Hope many of you are settling down for Shabbat (the Sabbath). We have delightful smells coming from the kitchen. The house is quiet before the big night. Shabbat soup, chicken, wheat challah, and other foods will soon be eaten.
It is a Jewish custom [I’m saying this for readers who might not know] to read selected portions of the books of Moses each week. This week’s portion is Va’eira (“I appeared,” from Exod. 6:3).
Exodus 6:3 is a verse often used by those who do not believe Moses wrote the five books attributed to him. There is a theory called the Documentary Hypothesis. Here is a short explanation of the theory if you are unfamiliar: Modern scholars often assert that Elohim is the preferred name for God in one of the alleged sources of the Torah (most suggest five sources, J, E, P, D, and H). In this theory, J and E are earlier versions of the stories written anonymously. J prefers God’s name and E prefers Elohim. P (priestly), D (deuteronomist), and H (holiness) are later editors who added sections and made modifications based on their own theological ideas.

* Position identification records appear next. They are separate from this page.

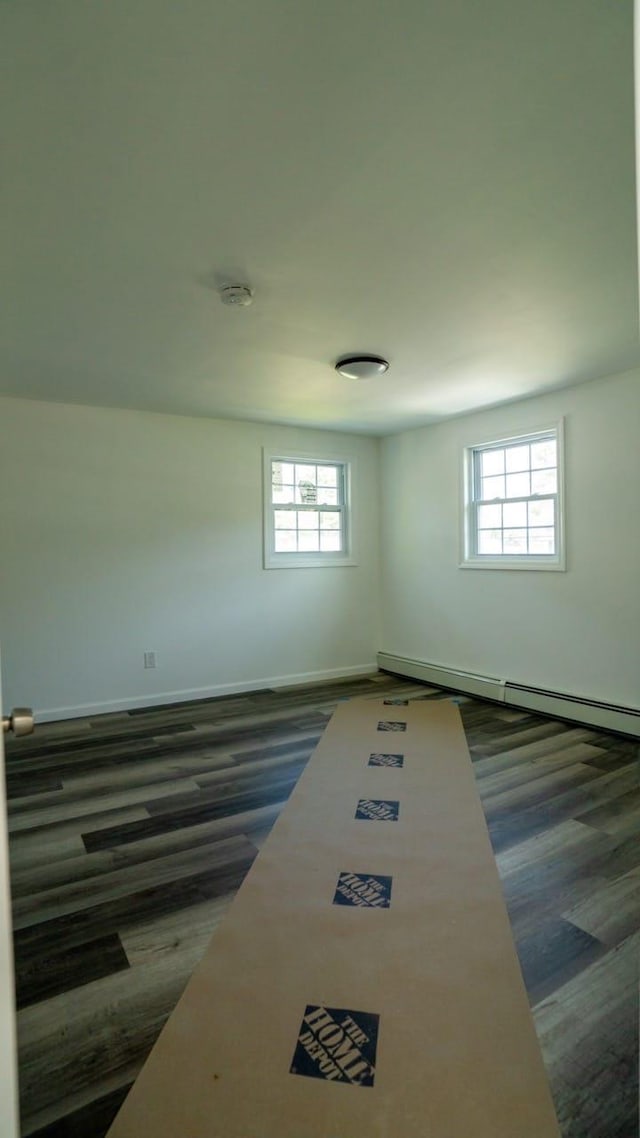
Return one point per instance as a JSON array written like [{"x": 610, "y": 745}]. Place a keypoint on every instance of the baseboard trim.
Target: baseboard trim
[
  {"x": 126, "y": 703},
  {"x": 558, "y": 704}
]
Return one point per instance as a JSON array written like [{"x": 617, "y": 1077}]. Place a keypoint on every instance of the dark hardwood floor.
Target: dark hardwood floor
[{"x": 130, "y": 834}]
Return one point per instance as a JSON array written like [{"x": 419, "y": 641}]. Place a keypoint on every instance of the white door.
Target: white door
[{"x": 8, "y": 1055}]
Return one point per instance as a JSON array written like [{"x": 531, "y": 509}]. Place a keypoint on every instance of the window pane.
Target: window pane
[
  {"x": 492, "y": 488},
  {"x": 515, "y": 513},
  {"x": 515, "y": 541},
  {"x": 492, "y": 462},
  {"x": 327, "y": 476},
  {"x": 281, "y": 472},
  {"x": 308, "y": 541},
  {"x": 490, "y": 541},
  {"x": 541, "y": 513},
  {"x": 306, "y": 493},
  {"x": 327, "y": 495},
  {"x": 330, "y": 542},
  {"x": 543, "y": 481},
  {"x": 285, "y": 541},
  {"x": 517, "y": 485},
  {"x": 282, "y": 494},
  {"x": 305, "y": 472},
  {"x": 541, "y": 541},
  {"x": 517, "y": 458},
  {"x": 543, "y": 454},
  {"x": 490, "y": 517}
]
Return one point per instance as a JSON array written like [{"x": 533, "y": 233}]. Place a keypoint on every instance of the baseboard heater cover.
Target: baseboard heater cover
[
  {"x": 559, "y": 704},
  {"x": 364, "y": 982}
]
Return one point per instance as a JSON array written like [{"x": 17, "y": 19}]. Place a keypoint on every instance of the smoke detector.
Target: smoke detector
[
  {"x": 361, "y": 367},
  {"x": 237, "y": 295}
]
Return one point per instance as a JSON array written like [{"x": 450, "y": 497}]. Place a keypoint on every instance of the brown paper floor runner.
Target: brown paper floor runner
[{"x": 364, "y": 981}]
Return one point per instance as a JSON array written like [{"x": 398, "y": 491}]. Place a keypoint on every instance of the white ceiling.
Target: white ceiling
[{"x": 446, "y": 182}]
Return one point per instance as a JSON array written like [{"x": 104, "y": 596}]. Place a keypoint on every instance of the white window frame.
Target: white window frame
[
  {"x": 468, "y": 538},
  {"x": 296, "y": 560}
]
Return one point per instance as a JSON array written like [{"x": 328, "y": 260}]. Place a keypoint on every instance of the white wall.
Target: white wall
[
  {"x": 576, "y": 632},
  {"x": 125, "y": 532}
]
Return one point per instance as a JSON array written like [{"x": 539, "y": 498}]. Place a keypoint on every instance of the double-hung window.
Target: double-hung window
[
  {"x": 514, "y": 504},
  {"x": 306, "y": 511}
]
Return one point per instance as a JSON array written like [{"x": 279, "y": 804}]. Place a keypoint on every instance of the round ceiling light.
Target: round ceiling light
[
  {"x": 361, "y": 367},
  {"x": 239, "y": 296}
]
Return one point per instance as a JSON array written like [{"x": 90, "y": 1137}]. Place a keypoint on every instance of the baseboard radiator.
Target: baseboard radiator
[{"x": 557, "y": 704}]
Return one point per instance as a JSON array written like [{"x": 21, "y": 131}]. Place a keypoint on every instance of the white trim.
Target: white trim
[
  {"x": 468, "y": 560},
  {"x": 272, "y": 560},
  {"x": 558, "y": 704},
  {"x": 49, "y": 715}
]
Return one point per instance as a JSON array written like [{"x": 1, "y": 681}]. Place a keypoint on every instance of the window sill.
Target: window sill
[
  {"x": 539, "y": 565},
  {"x": 303, "y": 561}
]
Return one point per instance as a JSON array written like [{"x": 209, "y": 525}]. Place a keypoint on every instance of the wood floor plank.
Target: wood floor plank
[
  {"x": 123, "y": 882},
  {"x": 155, "y": 875}
]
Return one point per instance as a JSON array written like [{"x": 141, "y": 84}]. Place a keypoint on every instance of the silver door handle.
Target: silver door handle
[{"x": 19, "y": 722}]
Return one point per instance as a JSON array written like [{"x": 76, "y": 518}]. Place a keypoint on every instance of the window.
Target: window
[
  {"x": 513, "y": 503},
  {"x": 306, "y": 517}
]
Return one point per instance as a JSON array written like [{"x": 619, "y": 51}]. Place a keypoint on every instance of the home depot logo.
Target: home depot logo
[
  {"x": 364, "y": 890},
  {"x": 378, "y": 809},
  {"x": 337, "y": 1045},
  {"x": 377, "y": 759}
]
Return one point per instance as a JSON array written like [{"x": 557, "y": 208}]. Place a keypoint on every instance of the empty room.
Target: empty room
[{"x": 320, "y": 569}]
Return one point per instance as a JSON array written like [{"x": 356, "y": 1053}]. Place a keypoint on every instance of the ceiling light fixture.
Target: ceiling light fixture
[
  {"x": 238, "y": 296},
  {"x": 361, "y": 367}
]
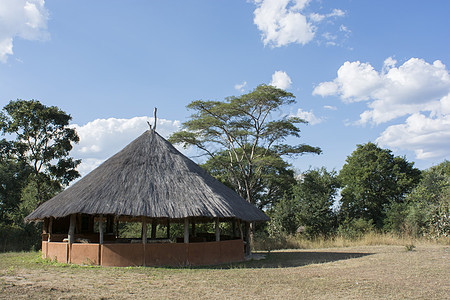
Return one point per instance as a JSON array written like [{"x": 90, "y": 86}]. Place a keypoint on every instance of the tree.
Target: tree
[
  {"x": 276, "y": 181},
  {"x": 315, "y": 195},
  {"x": 427, "y": 207},
  {"x": 244, "y": 128},
  {"x": 39, "y": 137},
  {"x": 373, "y": 179}
]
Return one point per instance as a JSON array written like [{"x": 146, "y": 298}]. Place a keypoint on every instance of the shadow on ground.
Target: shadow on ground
[{"x": 288, "y": 259}]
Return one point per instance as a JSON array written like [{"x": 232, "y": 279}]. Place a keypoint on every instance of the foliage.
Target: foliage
[
  {"x": 373, "y": 178},
  {"x": 243, "y": 128},
  {"x": 275, "y": 181},
  {"x": 355, "y": 228},
  {"x": 283, "y": 217},
  {"x": 315, "y": 195},
  {"x": 42, "y": 139},
  {"x": 34, "y": 166},
  {"x": 428, "y": 205}
]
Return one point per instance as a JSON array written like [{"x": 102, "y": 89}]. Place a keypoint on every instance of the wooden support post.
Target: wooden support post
[
  {"x": 217, "y": 230},
  {"x": 100, "y": 229},
  {"x": 241, "y": 235},
  {"x": 154, "y": 227},
  {"x": 144, "y": 230},
  {"x": 117, "y": 227},
  {"x": 248, "y": 249},
  {"x": 168, "y": 228},
  {"x": 186, "y": 230},
  {"x": 50, "y": 229},
  {"x": 71, "y": 236},
  {"x": 45, "y": 226}
]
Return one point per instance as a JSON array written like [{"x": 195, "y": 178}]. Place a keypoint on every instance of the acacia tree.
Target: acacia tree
[
  {"x": 276, "y": 180},
  {"x": 373, "y": 179},
  {"x": 244, "y": 128},
  {"x": 40, "y": 138}
]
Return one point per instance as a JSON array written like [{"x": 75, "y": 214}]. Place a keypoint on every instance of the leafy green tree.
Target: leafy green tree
[
  {"x": 39, "y": 137},
  {"x": 373, "y": 179},
  {"x": 284, "y": 217},
  {"x": 244, "y": 128},
  {"x": 427, "y": 207},
  {"x": 276, "y": 180},
  {"x": 315, "y": 195}
]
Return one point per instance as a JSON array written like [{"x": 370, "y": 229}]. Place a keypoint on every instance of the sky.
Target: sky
[{"x": 362, "y": 71}]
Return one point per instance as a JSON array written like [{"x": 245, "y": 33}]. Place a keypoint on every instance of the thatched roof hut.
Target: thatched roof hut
[
  {"x": 149, "y": 178},
  {"x": 148, "y": 181}
]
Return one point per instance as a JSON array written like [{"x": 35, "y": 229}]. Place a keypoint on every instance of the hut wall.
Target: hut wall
[
  {"x": 58, "y": 251},
  {"x": 87, "y": 254},
  {"x": 165, "y": 255},
  {"x": 124, "y": 255}
]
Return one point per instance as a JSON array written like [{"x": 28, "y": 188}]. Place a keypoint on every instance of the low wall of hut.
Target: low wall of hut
[{"x": 124, "y": 255}]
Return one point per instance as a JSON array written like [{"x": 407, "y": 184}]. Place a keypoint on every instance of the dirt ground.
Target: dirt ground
[{"x": 371, "y": 272}]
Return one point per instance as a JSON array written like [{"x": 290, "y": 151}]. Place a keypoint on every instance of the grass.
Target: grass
[
  {"x": 355, "y": 272},
  {"x": 369, "y": 239}
]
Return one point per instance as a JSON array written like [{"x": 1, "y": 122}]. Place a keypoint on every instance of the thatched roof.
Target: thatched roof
[{"x": 149, "y": 178}]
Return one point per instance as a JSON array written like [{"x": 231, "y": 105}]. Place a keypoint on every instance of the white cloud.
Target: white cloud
[
  {"x": 308, "y": 116},
  {"x": 283, "y": 22},
  {"x": 102, "y": 138},
  {"x": 396, "y": 91},
  {"x": 26, "y": 19},
  {"x": 428, "y": 137},
  {"x": 240, "y": 87},
  {"x": 417, "y": 90},
  {"x": 281, "y": 80},
  {"x": 315, "y": 17}
]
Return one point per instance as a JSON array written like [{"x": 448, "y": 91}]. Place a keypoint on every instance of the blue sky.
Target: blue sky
[{"x": 361, "y": 70}]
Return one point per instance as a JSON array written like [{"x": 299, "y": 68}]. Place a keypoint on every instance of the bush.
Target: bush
[{"x": 356, "y": 228}]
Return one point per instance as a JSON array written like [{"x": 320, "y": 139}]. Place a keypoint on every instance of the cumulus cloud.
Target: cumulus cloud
[
  {"x": 102, "y": 138},
  {"x": 283, "y": 22},
  {"x": 281, "y": 80},
  {"x": 26, "y": 19},
  {"x": 240, "y": 87},
  {"x": 428, "y": 137},
  {"x": 416, "y": 89},
  {"x": 308, "y": 116}
]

The way some people read Exodus 6:3, God revealed his name for the first time to Moses and to anyone in this story. Abraham and the other patriarchs did not actually know God’s name. The stories of the patriarchs contain God’s name only because a later editor inserted them.

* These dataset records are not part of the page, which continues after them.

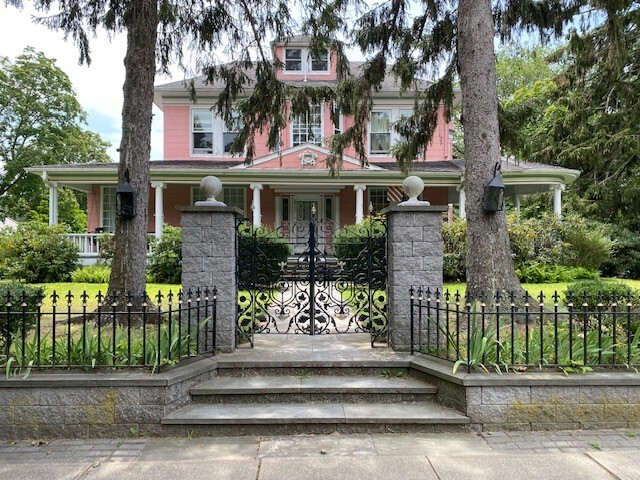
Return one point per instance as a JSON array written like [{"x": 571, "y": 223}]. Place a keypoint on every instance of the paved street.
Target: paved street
[{"x": 501, "y": 455}]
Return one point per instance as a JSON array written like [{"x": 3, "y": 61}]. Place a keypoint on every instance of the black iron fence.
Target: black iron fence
[
  {"x": 62, "y": 331},
  {"x": 512, "y": 333}
]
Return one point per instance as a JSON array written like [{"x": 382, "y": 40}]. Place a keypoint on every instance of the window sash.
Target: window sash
[
  {"x": 109, "y": 209},
  {"x": 293, "y": 59},
  {"x": 307, "y": 128}
]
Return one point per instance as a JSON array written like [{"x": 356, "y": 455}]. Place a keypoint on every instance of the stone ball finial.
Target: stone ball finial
[
  {"x": 211, "y": 187},
  {"x": 413, "y": 186}
]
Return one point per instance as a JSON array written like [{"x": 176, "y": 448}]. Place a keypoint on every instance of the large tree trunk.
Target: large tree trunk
[
  {"x": 129, "y": 260},
  {"x": 489, "y": 262}
]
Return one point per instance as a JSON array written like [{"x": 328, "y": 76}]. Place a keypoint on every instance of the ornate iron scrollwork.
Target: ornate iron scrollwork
[{"x": 310, "y": 278}]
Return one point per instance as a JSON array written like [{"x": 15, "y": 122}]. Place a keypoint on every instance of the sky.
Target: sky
[{"x": 98, "y": 87}]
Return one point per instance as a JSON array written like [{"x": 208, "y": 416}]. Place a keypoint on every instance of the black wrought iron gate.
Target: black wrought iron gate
[{"x": 312, "y": 278}]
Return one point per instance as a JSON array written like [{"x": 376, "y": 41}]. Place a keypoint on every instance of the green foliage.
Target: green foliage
[
  {"x": 545, "y": 273},
  {"x": 454, "y": 236},
  {"x": 91, "y": 274},
  {"x": 37, "y": 253},
  {"x": 14, "y": 291},
  {"x": 357, "y": 246},
  {"x": 165, "y": 264},
  {"x": 90, "y": 349},
  {"x": 596, "y": 290},
  {"x": 41, "y": 123},
  {"x": 260, "y": 253},
  {"x": 625, "y": 261},
  {"x": 69, "y": 211}
]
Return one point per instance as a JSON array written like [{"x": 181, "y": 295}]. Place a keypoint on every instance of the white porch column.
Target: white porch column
[
  {"x": 159, "y": 213},
  {"x": 463, "y": 204},
  {"x": 257, "y": 208},
  {"x": 359, "y": 202},
  {"x": 557, "y": 200},
  {"x": 53, "y": 203}
]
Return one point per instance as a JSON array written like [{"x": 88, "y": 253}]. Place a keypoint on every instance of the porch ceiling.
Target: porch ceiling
[{"x": 447, "y": 173}]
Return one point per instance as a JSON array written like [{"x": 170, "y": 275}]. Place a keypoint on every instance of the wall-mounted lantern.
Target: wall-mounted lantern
[
  {"x": 125, "y": 198},
  {"x": 493, "y": 200}
]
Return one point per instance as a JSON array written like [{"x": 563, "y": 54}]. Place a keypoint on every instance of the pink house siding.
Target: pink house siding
[{"x": 94, "y": 206}]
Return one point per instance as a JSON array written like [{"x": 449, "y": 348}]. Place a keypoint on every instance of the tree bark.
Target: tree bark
[
  {"x": 128, "y": 266},
  {"x": 489, "y": 263}
]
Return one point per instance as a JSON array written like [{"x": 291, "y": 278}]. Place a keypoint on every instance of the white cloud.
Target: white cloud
[{"x": 98, "y": 86}]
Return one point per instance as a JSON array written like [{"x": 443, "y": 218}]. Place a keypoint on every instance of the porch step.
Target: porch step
[
  {"x": 317, "y": 414},
  {"x": 384, "y": 388}
]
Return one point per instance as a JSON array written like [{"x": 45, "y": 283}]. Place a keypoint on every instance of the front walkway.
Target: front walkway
[{"x": 525, "y": 455}]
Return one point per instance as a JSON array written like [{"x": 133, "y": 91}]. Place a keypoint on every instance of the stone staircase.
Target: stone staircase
[{"x": 271, "y": 398}]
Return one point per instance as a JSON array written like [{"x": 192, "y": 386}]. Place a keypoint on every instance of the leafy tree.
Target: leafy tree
[{"x": 41, "y": 123}]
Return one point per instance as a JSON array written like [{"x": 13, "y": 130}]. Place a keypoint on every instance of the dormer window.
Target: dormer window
[
  {"x": 293, "y": 59},
  {"x": 320, "y": 64},
  {"x": 300, "y": 60}
]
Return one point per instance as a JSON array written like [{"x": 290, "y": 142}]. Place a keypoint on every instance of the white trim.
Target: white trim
[
  {"x": 297, "y": 148},
  {"x": 305, "y": 61}
]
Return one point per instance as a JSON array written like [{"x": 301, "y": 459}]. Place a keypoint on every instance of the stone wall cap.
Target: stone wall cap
[
  {"x": 408, "y": 208},
  {"x": 208, "y": 208}
]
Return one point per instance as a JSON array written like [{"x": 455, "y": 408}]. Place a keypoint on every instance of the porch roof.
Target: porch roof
[{"x": 529, "y": 177}]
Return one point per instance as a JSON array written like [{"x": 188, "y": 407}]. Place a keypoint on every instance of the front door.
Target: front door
[{"x": 303, "y": 214}]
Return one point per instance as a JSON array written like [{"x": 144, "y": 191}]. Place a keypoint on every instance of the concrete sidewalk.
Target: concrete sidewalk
[{"x": 503, "y": 455}]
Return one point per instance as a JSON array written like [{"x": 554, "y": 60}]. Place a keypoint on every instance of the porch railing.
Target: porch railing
[
  {"x": 89, "y": 244},
  {"x": 60, "y": 331},
  {"x": 505, "y": 333}
]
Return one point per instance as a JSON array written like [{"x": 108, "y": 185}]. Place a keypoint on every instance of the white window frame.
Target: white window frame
[
  {"x": 306, "y": 62},
  {"x": 219, "y": 128},
  {"x": 319, "y": 140},
  {"x": 196, "y": 195},
  {"x": 395, "y": 113},
  {"x": 390, "y": 132},
  {"x": 113, "y": 188}
]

First a quick explanation about God’s name. In Judaism, God’s name is not spoken. Indeed, we do not really know the vowels for certain, but only the four consonants. We say Lord, Adonai, or HaShem (the Name) instead. The New Testament follows a similar practice using kurios, Lord, in place of God’s name.

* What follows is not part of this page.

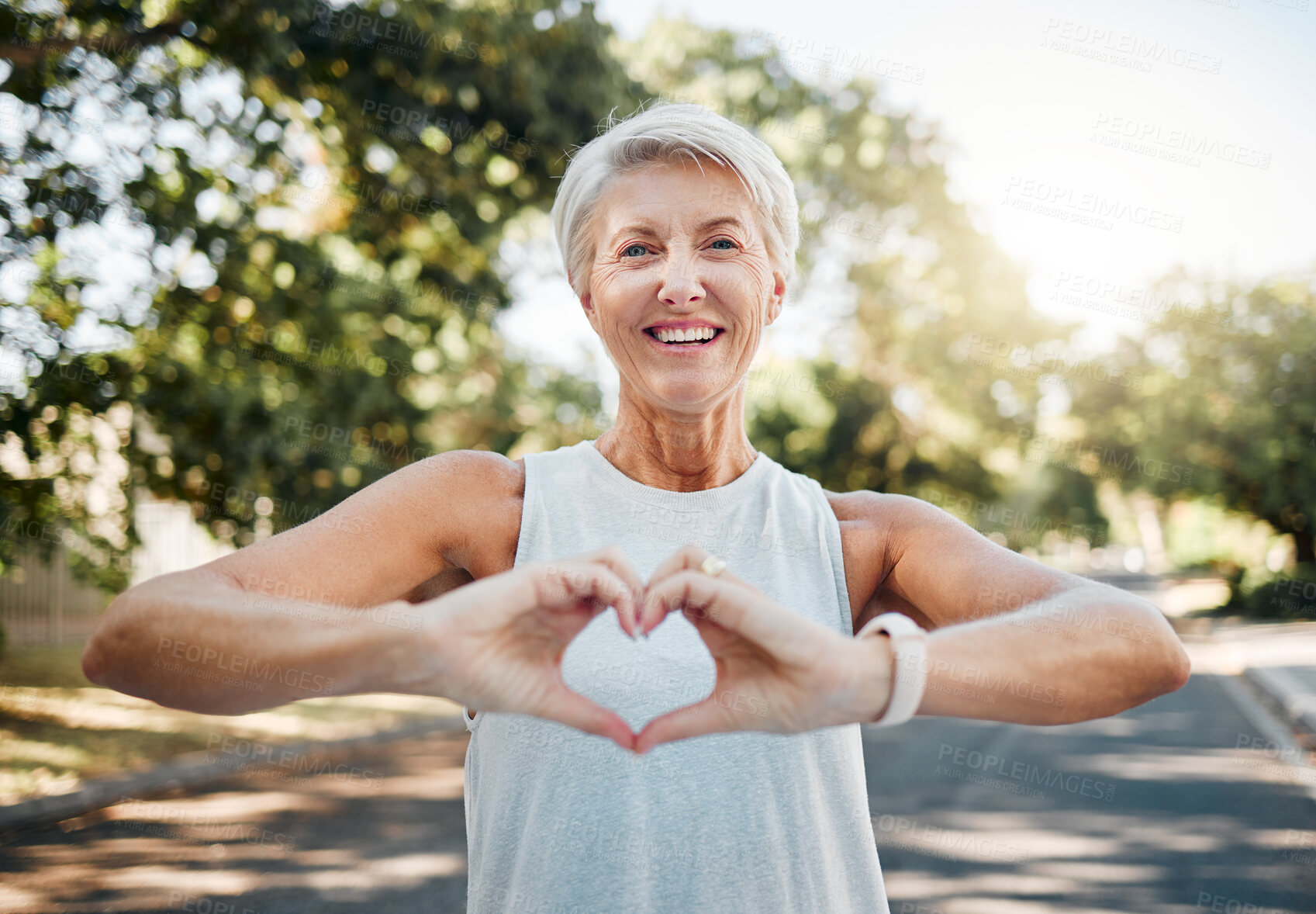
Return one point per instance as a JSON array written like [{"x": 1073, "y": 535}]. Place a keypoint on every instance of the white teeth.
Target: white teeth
[{"x": 668, "y": 334}]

Now, let’s look at Exodus 6:3 and consider what God might mean: I appeared to Abraham, Isaac, and Jacob, as El Shaddai, but by My name, HaShem, I did not make Myself known to them.
I am following the insight of Umberto Cassuto here in explaining what God means. Cassuto was an Italian Jewish scholar during the 1940’s and 1950’s with a tremendous knowledge of Ancient Near Eastern sources, the Hebrew language, and rabbinic interpretation.
Cassuto points out that El Shaddai is God’s name in all the verses where he blesses the people with fruitfulness. Check the blessings in Genesis and you will see this is true. So El Shaddai represents God’s nature as a God of blessing.
HaShem, on the other hand, is explained in Exodus 3 as being God’s name related to his fulfilling his promises (you simply must read Cassuto’s commentary–there are rabbinic interpreters with the same insight). So HaShem represents God as the keeper of covenant promises.
Now we are prepared to see what God means in Exodus 6:3. He is saying to Moses, “I am HaShem. The patriarchs knew me as the Blesser, El Shaddai, and I did not make myself known to the them as the Fulfiller, HaShem. But I am about to make myself know to you in that way.” The patriarchs received the promises, but did not experience them being carried out.
This Shabbat, my prayer for you is that you may know him as El Shaddai and HaShem. May El Shaddai bless you and make you fruitful. May HaShem fulfill his covenant promises in our day, speedily and soon. Amen.